If you have an annual bed or vegetable garden, then the broadfork is a must-have tool. Some of the specific benefits of using this gardening tool are found here.
Seeds for weeds can remain dormant in your soil for several decades. If you use a rototiller, the old weeds are going to resurface and may germinate if they are exposed to the sun. However, with a broadfork, you aren’t mixing the soil. This helps you keep these seeds in the dark.
A rototiller can usually reach to a depth of six inches in your soil, but this depends on the model you use. However, with a broadfork, the tines can each penetrate up to 16 inches while creating tunnels that make it easier for plants to grow.

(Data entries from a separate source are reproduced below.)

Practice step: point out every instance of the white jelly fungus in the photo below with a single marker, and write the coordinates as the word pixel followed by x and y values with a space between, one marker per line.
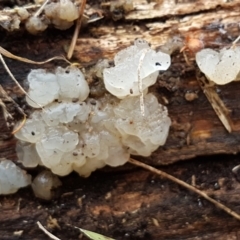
pixel 122 80
pixel 44 185
pixel 12 177
pixel 74 132
pixel 220 67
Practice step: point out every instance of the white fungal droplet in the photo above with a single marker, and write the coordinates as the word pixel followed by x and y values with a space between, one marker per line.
pixel 72 84
pixel 43 87
pixel 220 67
pixel 44 185
pixel 12 177
pixel 123 80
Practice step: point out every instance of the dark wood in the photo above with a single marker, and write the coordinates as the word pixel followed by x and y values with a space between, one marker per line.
pixel 140 205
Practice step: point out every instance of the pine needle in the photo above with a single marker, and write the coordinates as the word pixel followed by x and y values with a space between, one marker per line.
pixel 21 59
pixel 47 232
pixel 185 185
pixel 77 29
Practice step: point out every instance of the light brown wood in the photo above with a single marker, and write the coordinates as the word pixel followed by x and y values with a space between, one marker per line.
pixel 135 204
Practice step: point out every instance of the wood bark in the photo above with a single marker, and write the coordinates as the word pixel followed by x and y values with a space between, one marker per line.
pixel 134 204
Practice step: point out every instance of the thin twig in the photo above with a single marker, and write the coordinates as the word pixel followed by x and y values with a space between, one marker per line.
pixel 47 232
pixel 186 185
pixel 39 11
pixel 235 42
pixel 77 29
pixel 15 80
pixel 10 55
pixel 140 81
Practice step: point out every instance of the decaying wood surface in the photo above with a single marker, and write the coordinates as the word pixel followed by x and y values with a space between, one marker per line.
pixel 135 204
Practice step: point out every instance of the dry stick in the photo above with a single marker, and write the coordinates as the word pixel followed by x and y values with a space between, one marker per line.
pixel 15 80
pixel 77 29
pixel 140 81
pixel 41 9
pixel 47 232
pixel 10 55
pixel 186 185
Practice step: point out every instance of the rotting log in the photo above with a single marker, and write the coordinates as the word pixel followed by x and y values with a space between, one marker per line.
pixel 136 204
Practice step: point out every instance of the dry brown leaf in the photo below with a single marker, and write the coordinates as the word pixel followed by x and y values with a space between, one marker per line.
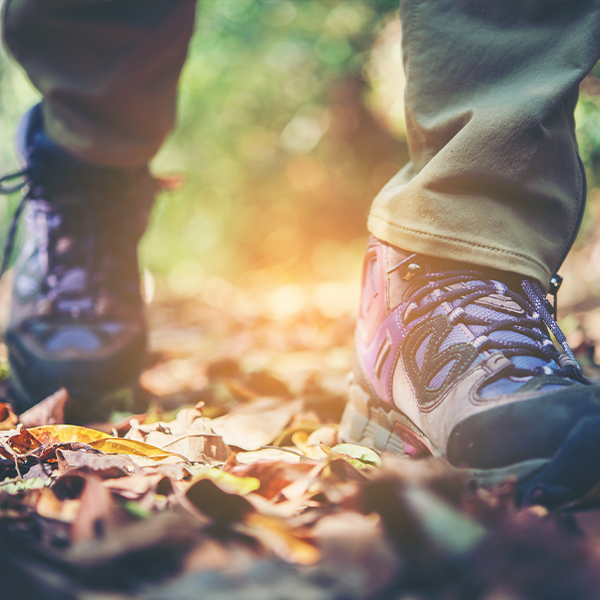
pixel 211 500
pixel 194 446
pixel 112 445
pixel 102 465
pixel 275 535
pixel 50 507
pixel 96 512
pixel 23 442
pixel 8 419
pixel 50 411
pixel 268 454
pixel 134 486
pixel 273 476
pixel 257 423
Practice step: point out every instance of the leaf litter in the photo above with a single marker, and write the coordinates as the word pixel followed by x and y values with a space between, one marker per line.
pixel 238 487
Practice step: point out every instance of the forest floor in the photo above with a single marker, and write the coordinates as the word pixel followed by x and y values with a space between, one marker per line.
pixel 231 484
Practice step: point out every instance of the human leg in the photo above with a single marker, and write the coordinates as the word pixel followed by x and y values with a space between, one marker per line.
pixel 108 74
pixel 453 352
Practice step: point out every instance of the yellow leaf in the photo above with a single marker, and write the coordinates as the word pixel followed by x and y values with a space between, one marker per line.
pixel 281 540
pixel 112 445
pixel 65 434
pixel 228 482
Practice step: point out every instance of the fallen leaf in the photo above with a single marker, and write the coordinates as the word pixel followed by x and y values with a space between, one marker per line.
pixel 213 501
pixel 273 476
pixel 229 482
pixel 64 434
pixel 102 465
pixel 358 456
pixel 275 535
pixel 17 485
pixel 50 411
pixel 112 445
pixel 23 441
pixel 194 446
pixel 271 454
pixel 8 419
pixel 50 507
pixel 96 512
pixel 257 423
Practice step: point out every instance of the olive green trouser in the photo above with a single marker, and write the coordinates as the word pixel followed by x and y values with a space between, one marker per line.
pixel 495 177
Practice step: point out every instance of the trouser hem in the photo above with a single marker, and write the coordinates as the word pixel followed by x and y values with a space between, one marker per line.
pixel 451 248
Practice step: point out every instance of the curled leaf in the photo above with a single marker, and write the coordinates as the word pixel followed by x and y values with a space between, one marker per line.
pixel 66 434
pixel 358 456
pixel 112 445
pixel 229 482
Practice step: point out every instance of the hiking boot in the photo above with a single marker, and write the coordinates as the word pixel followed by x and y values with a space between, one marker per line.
pixel 456 361
pixel 76 317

When you have plants that are deeply rooted, it’s much easier for them to gain access to the water underground, especially during dry periods. It’s also possible for the roots to reach nutrients that are located in the deeper layers of soil.
Soil health isn’t just about the nutrients resent. It is also important for there to be an array of microorganisms growing in it. When tilling your soil, this is going to disrupt your soil’s rhizosphere, or the part of the soil where soil microorganisms and plant roots are found.

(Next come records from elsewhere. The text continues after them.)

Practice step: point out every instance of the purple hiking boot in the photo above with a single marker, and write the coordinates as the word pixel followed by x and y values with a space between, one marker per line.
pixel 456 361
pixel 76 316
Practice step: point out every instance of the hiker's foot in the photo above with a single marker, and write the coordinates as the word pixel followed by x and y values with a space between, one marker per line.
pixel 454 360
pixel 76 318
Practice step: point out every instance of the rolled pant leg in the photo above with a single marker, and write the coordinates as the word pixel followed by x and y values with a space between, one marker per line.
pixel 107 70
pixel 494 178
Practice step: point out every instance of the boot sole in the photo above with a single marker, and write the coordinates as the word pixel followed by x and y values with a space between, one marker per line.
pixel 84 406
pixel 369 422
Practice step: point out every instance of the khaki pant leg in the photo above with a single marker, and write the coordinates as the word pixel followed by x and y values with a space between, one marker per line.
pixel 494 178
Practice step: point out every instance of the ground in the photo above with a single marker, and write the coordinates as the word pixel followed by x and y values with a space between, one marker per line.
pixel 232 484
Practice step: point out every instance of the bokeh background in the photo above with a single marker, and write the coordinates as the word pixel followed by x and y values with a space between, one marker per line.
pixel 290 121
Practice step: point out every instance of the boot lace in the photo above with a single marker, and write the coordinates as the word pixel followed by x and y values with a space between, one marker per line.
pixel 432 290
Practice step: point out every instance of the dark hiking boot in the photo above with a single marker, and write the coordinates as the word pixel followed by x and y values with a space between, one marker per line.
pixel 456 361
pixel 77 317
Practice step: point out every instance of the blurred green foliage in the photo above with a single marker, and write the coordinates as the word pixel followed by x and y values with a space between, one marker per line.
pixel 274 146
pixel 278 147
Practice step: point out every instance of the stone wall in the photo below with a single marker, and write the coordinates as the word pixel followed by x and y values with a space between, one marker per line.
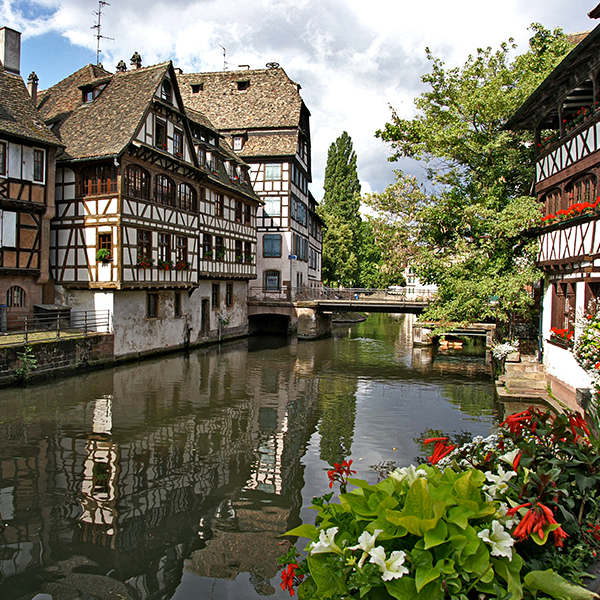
pixel 58 356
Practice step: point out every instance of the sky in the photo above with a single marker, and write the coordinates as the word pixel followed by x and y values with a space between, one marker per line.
pixel 353 58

When it comes to the distribution of nutrients to plants, the rhizosphere plays an important role, which means you need to take steps to protect it. Today, many commercial farmers are opting to use a no-till system, which allows them to preserve topsoil and reduce the use of fertilizers to provide plants with the needed nutrients.

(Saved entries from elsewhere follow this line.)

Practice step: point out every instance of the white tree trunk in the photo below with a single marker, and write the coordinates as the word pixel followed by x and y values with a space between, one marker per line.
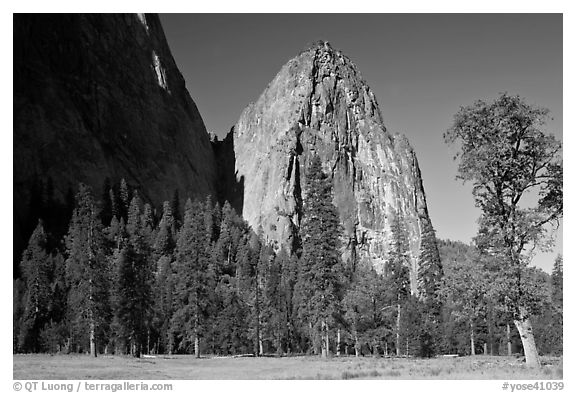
pixel 524 327
pixel 472 350
pixel 508 340
pixel 197 346
pixel 398 332
pixel 325 340
pixel 93 351
pixel 338 343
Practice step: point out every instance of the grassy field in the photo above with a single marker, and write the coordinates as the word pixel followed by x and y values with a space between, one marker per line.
pixel 187 367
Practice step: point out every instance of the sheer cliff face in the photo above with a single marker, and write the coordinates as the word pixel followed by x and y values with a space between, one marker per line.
pixel 319 104
pixel 99 96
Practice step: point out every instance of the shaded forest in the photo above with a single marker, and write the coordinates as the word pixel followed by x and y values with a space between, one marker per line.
pixel 122 277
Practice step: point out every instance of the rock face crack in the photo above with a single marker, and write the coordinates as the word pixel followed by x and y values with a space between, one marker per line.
pixel 319 104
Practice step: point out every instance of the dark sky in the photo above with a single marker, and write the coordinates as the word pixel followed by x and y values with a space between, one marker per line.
pixel 421 67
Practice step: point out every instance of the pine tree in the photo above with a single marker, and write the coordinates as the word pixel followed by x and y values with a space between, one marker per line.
pixel 164 245
pixel 430 274
pixel 397 272
pixel 87 271
pixel 320 283
pixel 192 291
pixel 36 268
pixel 134 283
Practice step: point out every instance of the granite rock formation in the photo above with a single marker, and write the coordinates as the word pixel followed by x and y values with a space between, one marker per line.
pixel 99 96
pixel 319 104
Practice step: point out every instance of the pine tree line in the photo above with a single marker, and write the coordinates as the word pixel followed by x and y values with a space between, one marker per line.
pixel 127 280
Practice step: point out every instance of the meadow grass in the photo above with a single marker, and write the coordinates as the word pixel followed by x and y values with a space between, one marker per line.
pixel 30 367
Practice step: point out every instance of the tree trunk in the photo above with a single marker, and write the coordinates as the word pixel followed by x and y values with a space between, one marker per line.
pixel 472 351
pixel 93 351
pixel 197 346
pixel 508 340
pixel 398 331
pixel 325 340
pixel 524 327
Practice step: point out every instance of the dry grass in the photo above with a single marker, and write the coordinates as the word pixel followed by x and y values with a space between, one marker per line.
pixel 187 367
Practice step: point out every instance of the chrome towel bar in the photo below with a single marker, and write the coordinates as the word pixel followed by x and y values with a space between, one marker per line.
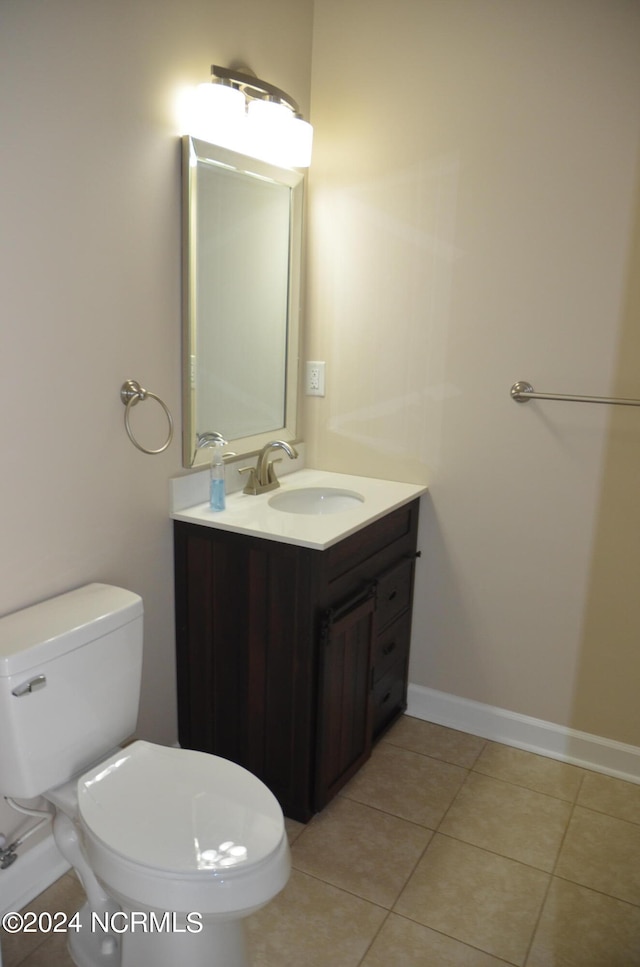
pixel 522 392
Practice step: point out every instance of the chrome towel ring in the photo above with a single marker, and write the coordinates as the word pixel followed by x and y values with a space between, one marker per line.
pixel 131 392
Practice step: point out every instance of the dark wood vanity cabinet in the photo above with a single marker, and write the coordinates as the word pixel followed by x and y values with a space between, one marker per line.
pixel 293 661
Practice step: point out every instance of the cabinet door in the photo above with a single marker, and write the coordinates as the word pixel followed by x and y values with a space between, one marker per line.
pixel 344 694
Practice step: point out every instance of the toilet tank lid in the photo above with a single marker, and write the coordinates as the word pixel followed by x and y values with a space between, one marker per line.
pixel 44 631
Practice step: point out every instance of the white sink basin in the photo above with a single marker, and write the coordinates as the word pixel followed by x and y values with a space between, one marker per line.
pixel 316 500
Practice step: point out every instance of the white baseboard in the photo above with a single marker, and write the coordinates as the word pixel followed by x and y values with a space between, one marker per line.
pixel 35 869
pixel 535 735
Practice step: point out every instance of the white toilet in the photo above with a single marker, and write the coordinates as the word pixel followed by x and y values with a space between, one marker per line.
pixel 173 847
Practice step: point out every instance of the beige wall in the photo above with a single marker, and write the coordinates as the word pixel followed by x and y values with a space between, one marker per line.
pixel 90 285
pixel 473 200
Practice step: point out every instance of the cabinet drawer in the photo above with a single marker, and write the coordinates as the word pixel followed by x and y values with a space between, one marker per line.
pixel 393 594
pixel 389 697
pixel 390 646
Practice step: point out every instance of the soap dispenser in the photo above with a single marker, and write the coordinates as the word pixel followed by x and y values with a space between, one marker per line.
pixel 217 494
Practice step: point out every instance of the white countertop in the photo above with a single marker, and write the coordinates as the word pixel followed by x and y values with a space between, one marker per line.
pixel 253 515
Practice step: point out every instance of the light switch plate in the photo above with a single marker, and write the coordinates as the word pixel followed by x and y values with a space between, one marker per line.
pixel 314 378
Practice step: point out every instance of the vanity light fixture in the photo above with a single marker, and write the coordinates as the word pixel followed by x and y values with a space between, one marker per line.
pixel 239 111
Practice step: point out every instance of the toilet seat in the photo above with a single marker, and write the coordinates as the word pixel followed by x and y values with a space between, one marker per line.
pixel 181 830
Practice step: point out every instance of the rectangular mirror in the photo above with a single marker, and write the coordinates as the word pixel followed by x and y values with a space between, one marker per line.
pixel 242 237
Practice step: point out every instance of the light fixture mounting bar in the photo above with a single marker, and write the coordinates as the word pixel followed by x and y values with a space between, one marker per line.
pixel 252 86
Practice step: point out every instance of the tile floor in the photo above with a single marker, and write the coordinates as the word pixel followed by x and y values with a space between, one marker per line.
pixel 444 851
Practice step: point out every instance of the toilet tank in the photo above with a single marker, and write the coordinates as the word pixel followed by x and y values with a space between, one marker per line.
pixel 69 685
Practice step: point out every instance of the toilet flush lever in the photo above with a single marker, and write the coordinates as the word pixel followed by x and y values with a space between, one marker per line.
pixel 31 686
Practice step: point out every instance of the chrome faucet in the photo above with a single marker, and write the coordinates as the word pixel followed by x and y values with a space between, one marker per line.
pixel 262 477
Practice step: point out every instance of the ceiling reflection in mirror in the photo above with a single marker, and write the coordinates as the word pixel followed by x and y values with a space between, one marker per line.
pixel 242 228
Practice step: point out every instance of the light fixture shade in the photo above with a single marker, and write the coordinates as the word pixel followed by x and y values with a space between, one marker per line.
pixel 217 114
pixel 267 128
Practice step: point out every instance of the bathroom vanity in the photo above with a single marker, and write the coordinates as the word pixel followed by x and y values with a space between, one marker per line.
pixel 292 650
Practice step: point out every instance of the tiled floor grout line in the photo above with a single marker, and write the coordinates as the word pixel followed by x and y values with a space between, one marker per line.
pixel 552 875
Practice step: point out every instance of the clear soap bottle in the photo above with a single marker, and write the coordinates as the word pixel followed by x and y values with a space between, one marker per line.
pixel 217 496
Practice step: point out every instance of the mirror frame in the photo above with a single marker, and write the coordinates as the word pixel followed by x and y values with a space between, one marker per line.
pixel 195 150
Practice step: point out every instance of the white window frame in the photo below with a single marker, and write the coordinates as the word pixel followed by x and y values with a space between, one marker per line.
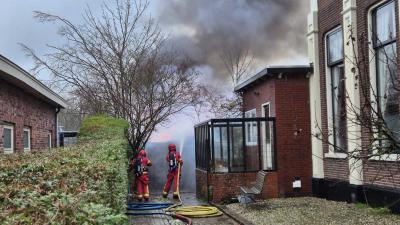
pixel 9 150
pixel 328 84
pixel 49 139
pixel 373 71
pixel 28 129
pixel 252 113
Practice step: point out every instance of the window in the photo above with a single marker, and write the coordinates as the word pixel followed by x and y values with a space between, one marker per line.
pixel 251 128
pixel 49 139
pixel 336 88
pixel 27 139
pixel 8 139
pixel 384 42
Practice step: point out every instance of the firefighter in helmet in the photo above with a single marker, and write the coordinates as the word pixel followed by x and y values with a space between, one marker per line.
pixel 175 162
pixel 141 165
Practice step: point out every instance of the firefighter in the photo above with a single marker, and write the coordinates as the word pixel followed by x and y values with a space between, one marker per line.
pixel 141 165
pixel 174 160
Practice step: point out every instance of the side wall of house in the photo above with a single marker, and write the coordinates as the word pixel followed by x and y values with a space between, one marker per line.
pixel 24 110
pixel 293 134
pixel 289 103
pixel 379 173
pixel 260 94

If you use a rototiller in damp or wet soil, it is going to ruin the structure, and could even create the presence of small bricks that the roots of plants aren’t able to penetrate. It’s often frustrating to deal with when it rains and you are ready to till, as this can delay your planting for days or weeks.
However, if you use the broadfork instead, the soil doesn’t have to be completely dry. While it shouldn’t be extremely wet, a broadfork is fine if the soil is damp, and there’s no worry that you are going to ruin the soil’s structure.
While the use of a broadfork may take a bit more elbow grease and hard work, all the benefits it offers make it well worth the time and sweat. It’s a good idea to consider using this for next planting season.